Articolo di Domenico Marino su Agenda Digitale
In molti paesi del mondo – Regno Unito, India, USA, Australia in testa – si stanno studiando meccanismi digitali per gestire il sistema di welfare in maniera da renderlo, almeno nelle intenzioni, più trasparente, più equo, meno costoso e più efficiente.
Trasferire su una piattaforma digitale tutte le richieste di assistenza legate alle prestazioni sociali e sostituire il fattore umano con un algoritmo nella gestione e nell’evasione della pratica può sembrare un’ottima idea, per ridurre i costi del welfare e quindi magari farlo funzionare meglio, per più persone.

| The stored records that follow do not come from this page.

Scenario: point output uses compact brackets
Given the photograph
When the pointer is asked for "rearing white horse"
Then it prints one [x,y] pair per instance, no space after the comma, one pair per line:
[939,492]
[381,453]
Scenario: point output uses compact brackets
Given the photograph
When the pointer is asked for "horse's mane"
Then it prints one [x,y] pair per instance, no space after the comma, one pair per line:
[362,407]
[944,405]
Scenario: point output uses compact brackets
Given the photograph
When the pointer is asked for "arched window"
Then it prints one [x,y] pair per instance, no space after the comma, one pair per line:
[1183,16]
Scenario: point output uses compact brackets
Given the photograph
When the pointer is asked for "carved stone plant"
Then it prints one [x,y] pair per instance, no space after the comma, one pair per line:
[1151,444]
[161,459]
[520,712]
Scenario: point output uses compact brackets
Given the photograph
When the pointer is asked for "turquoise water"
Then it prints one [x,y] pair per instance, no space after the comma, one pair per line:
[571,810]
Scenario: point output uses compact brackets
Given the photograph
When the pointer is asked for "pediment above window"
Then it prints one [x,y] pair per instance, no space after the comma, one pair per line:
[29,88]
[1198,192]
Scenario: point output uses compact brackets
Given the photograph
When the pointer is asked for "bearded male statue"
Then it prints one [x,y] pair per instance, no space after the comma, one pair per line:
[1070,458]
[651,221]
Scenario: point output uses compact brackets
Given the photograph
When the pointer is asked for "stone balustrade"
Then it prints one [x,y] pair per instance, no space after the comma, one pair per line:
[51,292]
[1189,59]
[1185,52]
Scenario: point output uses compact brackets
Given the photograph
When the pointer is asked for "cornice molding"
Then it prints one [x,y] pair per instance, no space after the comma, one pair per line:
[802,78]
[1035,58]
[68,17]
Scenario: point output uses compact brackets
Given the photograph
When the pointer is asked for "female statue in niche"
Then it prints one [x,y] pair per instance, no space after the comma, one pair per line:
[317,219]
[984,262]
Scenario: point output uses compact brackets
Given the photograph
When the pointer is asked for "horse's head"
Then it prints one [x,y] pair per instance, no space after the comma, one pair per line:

Purtroppo le cose non stanno esattamente così e il ragionamento che andremo a sviluppare potrà portare ad interessanti considerazioni sulla valenza e sui rischi dell’intelligenza artificiale.
Molti spunti di riflessione, e allarmi, giungono dal recente rapporto “Report of the Special Rapporteur on the promotion and protection of the right to freedom of opinion and expression, dello special rapporteur ONU Frank La Rue e dallo speciale Automating Poverty del Guardian.